Exactly, I still have a bunch of 2gb 4B models that I am using for random things. I was very excited when I saw these were in stock and ran out to grab one haha
You mentioned that the Raspberry Pi got hot, if you didn’t have any cooling on it then it may of been getting throttled why you had a low initial test.
Yes, it was quite hot! I am going to get an active cooler for it and will test again to see if there is a difference. I was also wondering about throttling.
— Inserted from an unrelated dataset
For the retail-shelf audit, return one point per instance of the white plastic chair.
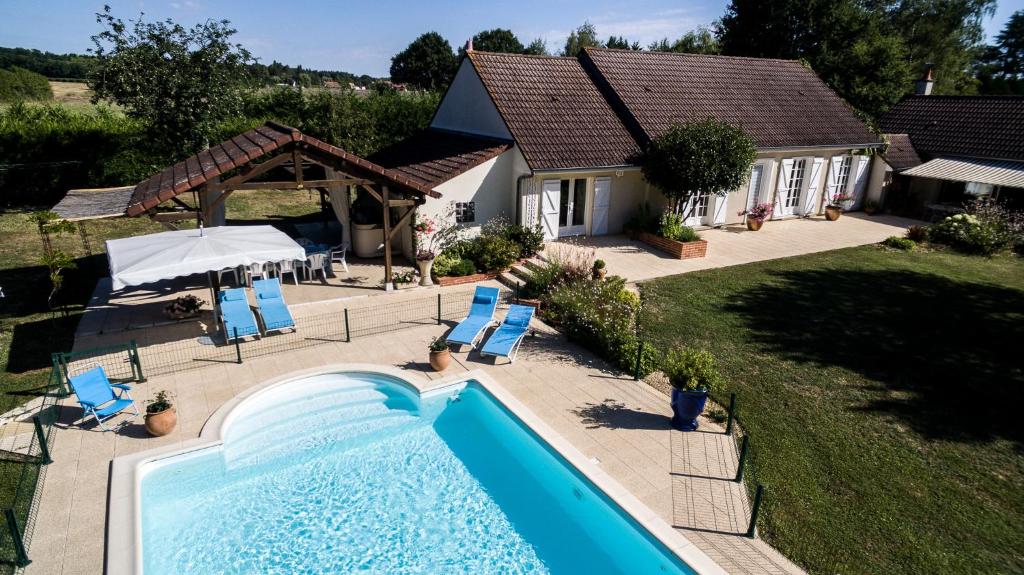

Nice test. I decided to add a second m.2 to my Jetson Orin Nano Super to give 20gb of virtual ram. Given the better Architecture it should run the 11b and 13b models at a reasonable pace. Exciting times for mobile platforms and local LLMs.
@@ianfoster99 Any fast SSD should be fine. I did a 256Gb but only set a ram swap of 20Gb. You don't want to over allocate. Plus wear rates will be higher so I have lots of unallocated space as regions go bad. You can set it up with the Disks utility in Ubuntu, or with python code. ChatGPT can help with that. Good luck.
Thats a very cool setup, with the increased swap. I am interested to know your results when you test the larger llms. Definitely exciting time for local llm and SBC's
Interesting! Could you or anyone on this thread share a link to a video explaining how to add this additional virtual ram with a second m.2 on the Jetson Orin Nano Super? Thanks!
Great video! I just wonder if this is the same exact dimensions as the regular pi 5 for cluster cases if so I’ll finish my cluster with this to replace the 8gb home assistant server. I think these pi’s are amazing for what they are.
How hot is that getting without a heatsink? Might be thermal throttling. Edit: I see you wondered that as well. Would be interesting to test with active cooling
Nice video. Please test 7B or 8B model on orange pi NPU. Do multiple test like input token 0, input token 500, input token 1k, input token 4k and input token 7k. I am creating a AI notes app, so currently using Groq, but want to see that on hardware like nvidia (test in future) and self host, max how much token can i generate on 7B or 8B model.
Are there smaller models that would make it a little quicker in it's replies? Or have i missed the whole idea on the models? lol I was thinking of that TARS AI thing they are building. I'm really not interested in it moving or even the vision side of it but, i would like to have it's brain. hahaha (as strange as that sounds... almost Frankenstein type talk)
Yes there are small models like llama 1b and 3b that would be much much quicker. I wanted to test the larger models for this video as the new 16gb ram variant was able to run them, something that the previous 8gb max RAM pi could not!
Just wondering how it performs with small models, will the extra ram give a boost or it the same . would like to have a help LLM for the vscode helper.., but not if it's so slow..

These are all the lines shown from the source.